I just looked again at the alsa-firmware updates and can see that the F31 firmware is *older* than the F32 firmware. Further, there is a separate alsa-sof-firmware package: https://bodhi.fedoraproject.org/updates/?packages=alsa-firmware Installing these might be needed: alsa-firmware-1.2.1-7.fc32 and alsa-sof-firmware-1.4.2-4.fc32 https://bodhi.fedoraproject.org/updates/FEDORA-2020-0a7be7437f Jaroslav: Is there any reason why those can't be released for F31?
(In reply to Samuel from comment #29) ... > And I could verify that the hang still happens with the updated kernel: > > $ uname -r > 5.6.6-200.fc31.x86_64 ... Ranjani, upstream, cites commit 8354d9b44530b.* However, that commit is not yet in a kernel stable release: $ git describe 8354d9b44530b fatal: Not a valid object name 8354d9b44530b $ git log --oneline --no-decorate -n1 63c3d4974 Linux 5.6.8 So you would need to test with a "rawhide" kernel (currently F33) from here: https://bodhi.fedoraproject.org/updates/?packages=kernel See, however: Bug 1825940 - kernel-core-5.7.0-0.rc1.20200416git9786cab67457.1 took very long time to install * https://github.com/thesofproject/linux/issues/2066#issuecomment-621309596
It looks like Jaroslav has just completed a build of alsa-sof-firmware for F31: alsa-sof-firmware https://koji.fedoraproject.org/koji/packageinfo?packageID=30869 Information for build alsa-sof-firmware-1.4.2-5.fc31 https://koji.fedoraproject.org/koji/buildinfo?buildID=1502856 Thank-you, Jaroslav. Upstream reference: https://github.com/thesofproject/linux/issues/2066#issuecomment-623534966
alsa-sof-firmware-1.5-1 packages have been built: https://koji.fedoraproject.org/koji/packageinfo?packageID=30869 Jaroslav: Could you push the F31 package: https://bodhi.fedoraproject.org/updates/?packages=alsa-sof-firmware
FEDORA-2020-18cc548263 has been submitted as an update to Fedora 31. https://bodhi.fedoraproject.org/updates/FEDORA-2020-18cc548263
FEDORA-2020-18cc548263 has been pushed to the Fedora 31 testing repository. In short time you'll be able to install the update with the following command: `sudo dnf upgrade --enablerepo=updates-testing --advisory=FEDORA-2020-18cc548263` You can provide feedback for this update here: https://bodhi.fedoraproject.org/updates/FEDORA-2020-18cc548263 See also https://fedoraproject.org/wiki/QA:Updates_Testing for more information on how to test updates.

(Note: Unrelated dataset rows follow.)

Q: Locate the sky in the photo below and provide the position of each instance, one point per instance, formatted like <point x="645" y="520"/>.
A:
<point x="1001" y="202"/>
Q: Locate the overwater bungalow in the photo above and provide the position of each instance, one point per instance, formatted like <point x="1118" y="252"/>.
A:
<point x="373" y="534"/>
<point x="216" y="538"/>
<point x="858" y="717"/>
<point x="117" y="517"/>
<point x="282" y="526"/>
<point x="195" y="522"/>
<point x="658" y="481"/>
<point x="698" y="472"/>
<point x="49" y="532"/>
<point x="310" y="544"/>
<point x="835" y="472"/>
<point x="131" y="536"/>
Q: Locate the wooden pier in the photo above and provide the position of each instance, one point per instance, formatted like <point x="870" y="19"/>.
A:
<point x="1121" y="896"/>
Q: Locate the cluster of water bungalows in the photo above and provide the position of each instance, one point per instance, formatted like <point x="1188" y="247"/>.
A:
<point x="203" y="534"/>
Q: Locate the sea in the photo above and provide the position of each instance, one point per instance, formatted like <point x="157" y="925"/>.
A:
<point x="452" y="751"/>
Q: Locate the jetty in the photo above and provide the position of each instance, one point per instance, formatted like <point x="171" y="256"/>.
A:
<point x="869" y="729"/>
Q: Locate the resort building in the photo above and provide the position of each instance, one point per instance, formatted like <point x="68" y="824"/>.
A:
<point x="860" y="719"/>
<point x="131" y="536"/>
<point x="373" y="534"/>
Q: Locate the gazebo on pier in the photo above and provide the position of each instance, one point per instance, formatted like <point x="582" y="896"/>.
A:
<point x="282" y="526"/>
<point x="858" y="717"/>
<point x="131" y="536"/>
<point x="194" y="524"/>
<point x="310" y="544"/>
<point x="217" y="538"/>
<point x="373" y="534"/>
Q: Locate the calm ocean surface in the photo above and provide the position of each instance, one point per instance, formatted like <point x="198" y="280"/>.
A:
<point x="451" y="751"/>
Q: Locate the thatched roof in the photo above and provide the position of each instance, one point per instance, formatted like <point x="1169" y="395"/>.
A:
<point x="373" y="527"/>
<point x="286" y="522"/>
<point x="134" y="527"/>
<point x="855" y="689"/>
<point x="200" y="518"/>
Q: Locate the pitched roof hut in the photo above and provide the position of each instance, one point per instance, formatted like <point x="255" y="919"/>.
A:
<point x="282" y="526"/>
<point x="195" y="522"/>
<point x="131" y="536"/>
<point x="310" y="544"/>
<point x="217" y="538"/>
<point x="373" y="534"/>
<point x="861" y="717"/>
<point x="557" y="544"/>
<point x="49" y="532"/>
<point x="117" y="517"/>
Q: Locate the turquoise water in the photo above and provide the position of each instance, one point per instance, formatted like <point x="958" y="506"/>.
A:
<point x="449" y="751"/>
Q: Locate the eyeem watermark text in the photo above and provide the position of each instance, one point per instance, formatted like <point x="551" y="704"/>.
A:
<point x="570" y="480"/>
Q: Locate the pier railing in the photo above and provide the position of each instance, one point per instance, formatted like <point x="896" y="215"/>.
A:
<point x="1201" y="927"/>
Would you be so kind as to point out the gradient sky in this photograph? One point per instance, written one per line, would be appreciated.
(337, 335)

I removed my workaround and upgraded to Fedora 32, but that did not solve the issue. However, I then installed alsa-sof-firmware-1.5-1 from updates-testing, and now it works! Thanks for fixing this!
(In reply to Samuel from comment #41) > I removed my workaround and upgraded to Fedora 32, but that did not solve the issue. > > However, I then installed alsa-sof-firmware-1.5-1 from updates-testing, and now it works! Thanks for fixing this! Thanks for doing those before-and-after tests.
alsa-firmware-1.2.1-6.fc31, alsa-sof-firmware-1.5-1.fc31 has been pushed to the Fedora 31 stable repository. If problems still persist, please make note of it in this bug report.